I’m not sure where the line could be drawn, if anywhere. If a priest decides, for whatever reason, during a confession, that he cannot give absolution, he is still bound under the seal of the confessional. But, if the person continually comes in, “confesses” the same crime, and tells the priest that he has every intention of committing the crime again, I am not sure if the priest would consider that the confessor himself truly intended to make a confession. This might make a difference, I’m not sure.

If the priest felt that it was a truly penitent person, looking for the forgiveness of God, I doubt that priest would break the seal. Whether or not this would be backed up by the Vatican, I don’t know.

When you speak of “we” needing to draw the line, who do you mean by that? The Church will never, ever bend of this. In fact, a priest breaking the seal of the confessional gets him an automatic excommunication from the Church…this is how serious it is considered. If you are talking about the Government, I suppose we could try to force priests to talk, but there’s really no way to do that, either. You could jail them on contempt charges, but a priest would be expected to spend the rest of his life in jail vs. break the seal.
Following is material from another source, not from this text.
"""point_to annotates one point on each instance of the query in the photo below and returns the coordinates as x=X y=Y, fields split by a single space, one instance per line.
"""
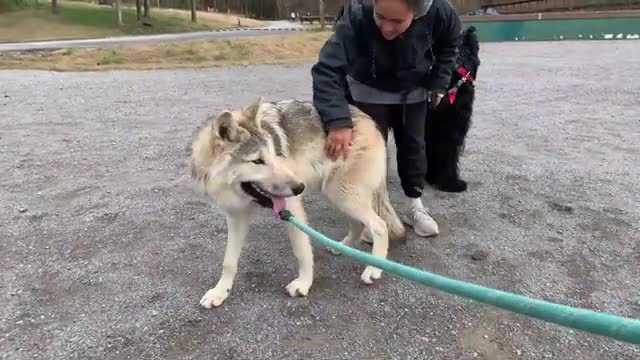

There is no point where “common sense” comes into play, as you put it…the Church doesn’t work like that. :wink: The point of the confession is to save souls…there is no purpose on earth that the Church would put above that.

The State does not sanction the consequences of all religious beliefs, nor should it. We (and by that ‘we’ I mean the citizenry as a whole, the majority) do not allow Jehovah’s Witnesses to refuse life-saving medical treatment to their children. Should we allow a Catholic priest to put the needs of a ‘soul’[ above the safety of the community?

Religious freedom does not mean religious licence.

OK, so even given that premise, how do you propose to make the priest “talk,” if he feels he has a moral obligation not to?

Have there been any cases of priests who said “Screw it” and told the authorities anyway? Are they able to be forgiven by the church if they do?